Jovy Chan Yuet-shan, the group’s senior ocean sustainability officer, expressed disappointment in the supermarkets’ practices not long after a similar investigation. In 2016, the group found mislabelled frozen seafood at supermarket outlets operating under A S Watson and its rival Wellcome.

She said another product named “New Zealand sole” sold at China Resources Vanguard in Ngau Tau Kok was found in testing to be Striped catfish. There was no export of Striped catfish from New Zealand, she added, with most coming from Southeast Asia.
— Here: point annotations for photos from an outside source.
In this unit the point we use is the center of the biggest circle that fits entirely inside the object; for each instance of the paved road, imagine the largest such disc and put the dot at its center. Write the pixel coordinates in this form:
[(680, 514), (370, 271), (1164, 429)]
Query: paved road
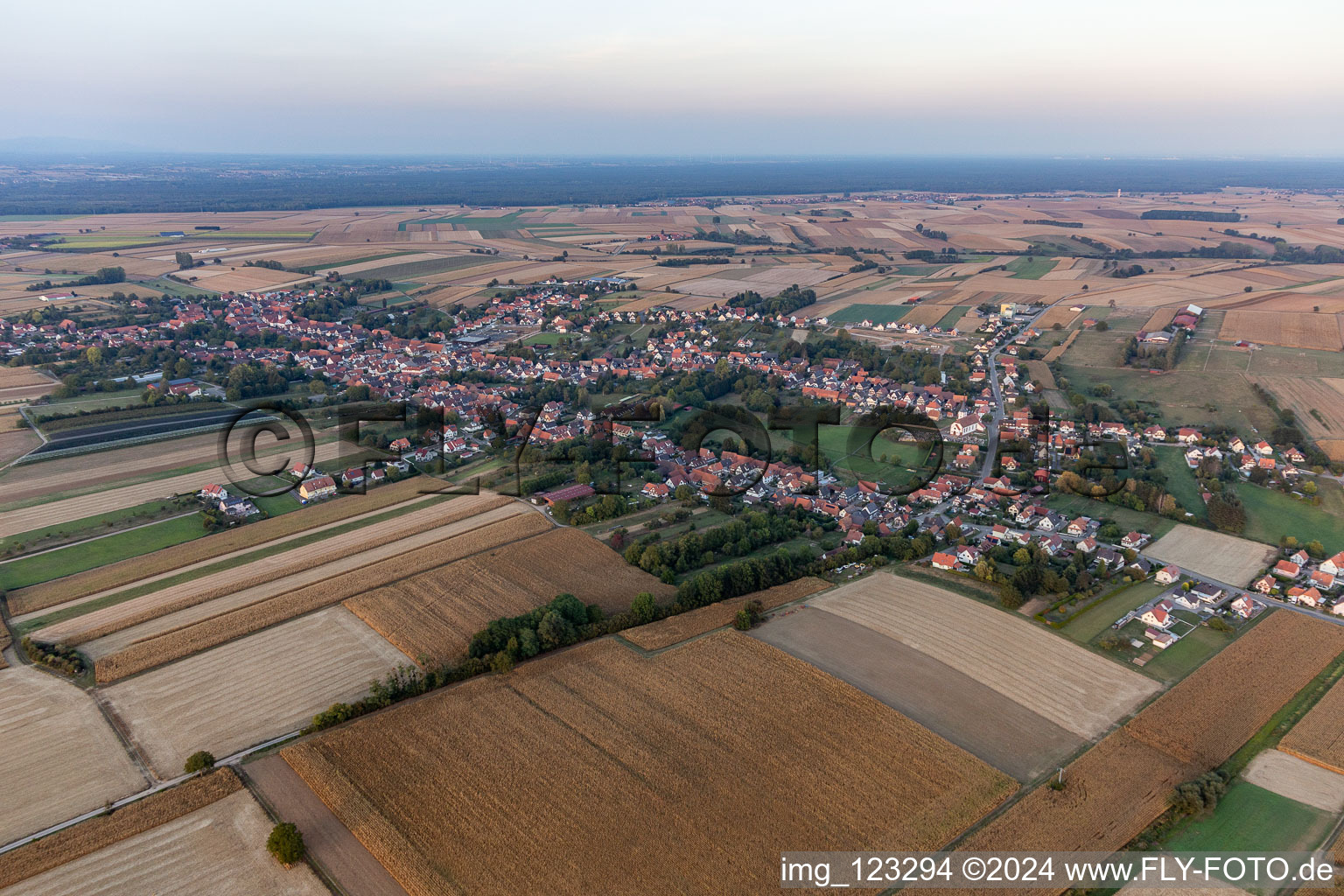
[(992, 427)]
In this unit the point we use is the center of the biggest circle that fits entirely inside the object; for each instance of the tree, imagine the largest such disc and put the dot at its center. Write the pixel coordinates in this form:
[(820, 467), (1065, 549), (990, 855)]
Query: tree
[(644, 607), (200, 760), (286, 844)]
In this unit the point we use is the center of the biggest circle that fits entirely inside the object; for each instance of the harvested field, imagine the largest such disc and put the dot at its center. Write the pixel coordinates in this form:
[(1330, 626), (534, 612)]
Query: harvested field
[(927, 315), (1318, 403), (1298, 780), (102, 832), (683, 626), (60, 755), (217, 850), (78, 508), (1055, 354), (285, 571), (1223, 557), (949, 703), (656, 760), (328, 843), (1273, 662), (215, 547), (1040, 373), (235, 624), (15, 376), (434, 614), (1294, 329), (1320, 735), (1060, 313), (252, 690), (1160, 318), (1071, 687), (1121, 785)]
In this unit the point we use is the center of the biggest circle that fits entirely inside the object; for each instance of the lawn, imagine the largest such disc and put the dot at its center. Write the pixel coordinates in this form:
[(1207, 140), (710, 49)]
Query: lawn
[(875, 313), (1187, 654), (1031, 266), (952, 318), (100, 524), (1250, 818), (1180, 480), (1271, 514), (1124, 517), (88, 555), (1098, 618)]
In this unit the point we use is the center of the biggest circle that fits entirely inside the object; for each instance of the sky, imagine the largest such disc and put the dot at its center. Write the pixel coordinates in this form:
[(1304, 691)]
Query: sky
[(737, 78)]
After the 2016 investigation, WWF-Hong Kong launched a campaign calling on the city’s supermarkets to strengthen their seafood procurement policy and adopt environmentally responsible sales practices.

Is a HK$2 billion love of fish maw worth endangering a species?

Chan added that wild-caught catfish was listed as an endangered species by the International Union for Conservation of Nature. But the packaging did not show how it had been produced nor whether it was farmed or caught in the wild.

She warned the impact could be profound because Hong Kong is the second-largest per capita consumer of seafood in Asia.

The seafood choices we make here have a huge impact on global marine resources
Jovy Chan, WWF-Hong Kong

“About 90 per cent of our seafood is imported from more than 170 countries around the world. The seafood choices we make here have a huge impact on global marine resources.”

“As important players in the seafood market, local supermarkets can initiate and lead the change in offering correct labelling and ensure the seafood they sell comes from sustainable sources,” she added.

Chan urged the supermarkets to provide accurate and sufficient product information, including the seafood’s common and scientific names, its production method and country of origin. The idea is to better safeguard consumers from “risks inherent in mislabelling”.

A spokeswoman from China Resources Vanguard expressed concern over the test result and said the company had removed the product from its shelves in all its outlets.

“We will consult the supplier and follow up on matters of labelling. Our pre-packaged products are all based on Food and Drugs (Composition and Labelling) Regulations to make sure the products are in accordance with legal requirements.”

A S Watson Group said the relevant samples were sourced from the suppliers of seafood products to all major supermarkets chains in Hong Kong, and that it would follow up the matter with these suppliers.